I’ve riffed on the classic South American chimichurri, which is used to top those famous Argentine steaks with a heady mix of olive oil, red wine vinegar, garlic and herbs. I left out the garlic, but added the parsley, pomegranate, olives and those pungent preserved lemons to the olive oil and red wine vinegar.
The result – in addition to being flavorful, and popular with the more adventurous of my kids – is a dish that so completely evokes the spirit of the holidays. It’s rich (yet not in the steak with bernaise kind of way); it’s festive, with bright flecks of red and green; and it’s a meal that the whole family will enjoy.
In the spirit of honesty, did I have to scrape off some of the chimichurri to appease the pickier under-5 set? Yes, but that’s a usual occurrence. And they’re not the kind to freak out if a speck of parsley is still visible on their plates. In fact they love parsley. It was those darn olives that freaked them out. But my 6-year old loved her dish, and so did the adults. So my advice? Unless you have a food blog where by law you’re required to shoot the food together, keep the meat and topping separate if kids are involved.
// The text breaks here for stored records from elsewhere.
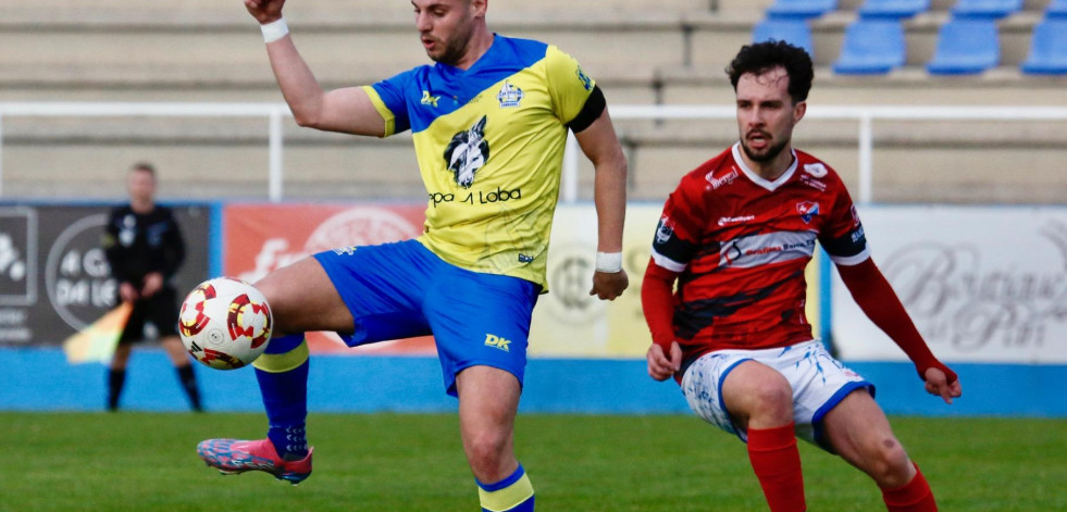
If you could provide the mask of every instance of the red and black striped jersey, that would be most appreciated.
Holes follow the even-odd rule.
[[[848,190],[829,165],[794,150],[792,166],[769,182],[740,151],[735,143],[682,178],[653,241],[655,264],[679,274],[668,336],[686,360],[811,339],[804,269],[816,241],[839,265],[869,258]]]

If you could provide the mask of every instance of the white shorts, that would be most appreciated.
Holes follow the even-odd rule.
[[[831,451],[829,445],[822,442],[822,416],[856,389],[866,388],[874,396],[872,384],[833,359],[818,340],[785,348],[706,353],[685,370],[682,394],[697,416],[745,442],[748,434],[730,417],[722,403],[721,388],[730,371],[745,361],[766,364],[785,376],[793,388],[796,437],[828,451]]]

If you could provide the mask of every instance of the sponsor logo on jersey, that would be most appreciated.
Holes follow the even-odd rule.
[[[522,93],[522,89],[511,85],[510,82],[504,80],[504,87],[500,87],[500,91],[496,93],[497,101],[500,102],[500,108],[506,107],[519,107],[522,102],[522,98],[525,95]]]
[[[433,107],[434,109],[436,109],[437,108],[437,100],[439,100],[439,99],[441,99],[439,96],[430,96],[430,91],[429,90],[424,90],[424,91],[422,91],[422,100],[420,101],[420,103],[425,104],[425,105],[430,105],[430,107]]]
[[[504,339],[499,336],[492,335],[492,334],[485,335],[486,347],[493,347],[495,349],[504,350],[505,352],[510,352],[511,351],[510,345],[511,345],[510,339]]]
[[[730,167],[730,172],[720,177],[715,177],[715,171],[712,171],[706,174],[704,178],[707,179],[709,184],[711,184],[712,189],[718,190],[719,187],[723,185],[730,185],[731,183],[733,183],[733,180],[737,179],[737,176],[740,175],[741,174],[737,173],[737,167]]]
[[[829,173],[829,171],[827,171],[827,166],[819,162],[804,164],[804,172],[817,178],[824,178]]]
[[[719,265],[750,269],[811,258],[815,232],[778,232],[734,238],[719,249]]]
[[[590,75],[585,74],[582,66],[578,66],[574,73],[578,75],[578,79],[582,80],[582,87],[585,87],[585,90],[593,90],[593,78],[590,78]]]
[[[356,249],[358,249],[358,247],[356,247],[356,246],[348,246],[348,247],[337,247],[337,248],[334,248],[333,251],[337,255],[346,255],[346,254],[347,255],[352,255],[352,254],[356,253]]]
[[[725,226],[727,224],[740,224],[744,222],[755,221],[756,215],[741,215],[735,217],[719,217],[719,226]]]
[[[816,189],[816,190],[818,190],[820,192],[827,191],[827,184],[823,183],[823,182],[820,182],[820,180],[818,180],[816,178],[812,178],[811,176],[802,175],[801,176],[801,183],[803,183],[804,185],[807,185],[807,186],[809,186],[809,187],[811,187],[811,188],[814,188],[814,189]]]
[[[804,201],[796,203],[796,213],[801,214],[801,220],[804,224],[811,222],[819,214],[819,203],[811,201]]]
[[[864,239],[864,226],[857,226],[855,230],[852,232],[852,242],[856,243]]]
[[[671,222],[670,217],[663,215],[659,220],[659,226],[656,227],[656,243],[667,243],[674,235],[674,223]]]
[[[445,163],[452,172],[456,185],[471,188],[474,184],[474,173],[489,160],[489,142],[485,140],[485,122],[483,115],[470,129],[452,136],[451,142],[445,148]]]

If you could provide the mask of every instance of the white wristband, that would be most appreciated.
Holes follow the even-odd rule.
[[[285,24],[284,17],[260,25],[259,29],[263,33],[263,42],[274,42],[289,33],[289,26]]]
[[[622,253],[621,252],[597,252],[596,253],[596,271],[607,272],[609,274],[615,274],[622,271]]]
Let them scoop it onto their own plates (or at least try one speck of olive and pomegranate to see if they like it first). You may be surprised when they smack their lips and declare it delicious.
If you’re looking for a holiday gift for anyone with kids – or if your own family struggles with picky eating – be sure to check out Jennifer’s book. It’s been by my side for the last few weeks as I tinker with recipes that my kids will enjoy, and I hope that you’ll have success with it too.
- 2 strip steaks (about 1.5 lbs)
- 1 cup pomegranate seeds
- 2/3 cup castelvetrano olives
- 4 tablespoons olive oil, divided
- 1 tablespoon red wine vinegar
- 1 tablespoon Meyer lemon juice
- 1 tablespoon of chopped preserved lemon
- 1 tablespoon pomegranate molasses (purchased or homemade)
- Large handful of parsley, chopped
- Salt and pepper to taste
- Heat a large saute pan or a stove top grill pan to medium-high heat.
- Season both sides of the meat with salt and freshly-ground pepper.
- When the pan is hot, add 2 tablespoons of olive oil to the pan, and then sear the steaks on each side. Depending on the thickness of your steaks, you can either cook them entirely, for a few minutes per side, on the pan. Or, if your steaks are thicker, you can sear them on the stove to get a nice crust, and then transfer them to a 350 degree oven for 5-8 minutes to finish cooking.
- When the steak has finished cooking, let it rest on the counter, loosely tented in foil, for 10 minutes.
- When the steak is resting, you can prepare the chimichurri by mixing the remaining olive oil along with the other ingredients in a medium-sized bowl. Taste the mixture – if it needs a little more sweetness, add a touch more pomegranate molasses, extra acidity, add more red wine vinegar. For salt, you can either season with more salt, or if you like the flavor of the preserved lemons, you can add a touch more of these.
- When you’re ready to serve, slice the steak and mound it on a platter, spooning the chimichurri over the top and letting the oil and flavors mix with the steak juices.
Fantastic post Jess. Very inspired cooking. Love the photos.
Thanks! You know I love my olive/lemon combo 😉 a version of… xo
Nice twist on the chimichurri! Sounds absolutely divine – will give it a try soon!
Sounds and looks wonderful, especially with the pomegranates!!
such a wonderful dish…love that pomegranate and olives chimichuri…I love pomegranate and olive, although I haven’t really tried mixing them with steak..
Thanks so much Indah!
What a great idea dressing millet with chimichurri dressing, and I love the pomegranate seeds, sunflower seeds and walnuts in this salad to give it some crunch and color.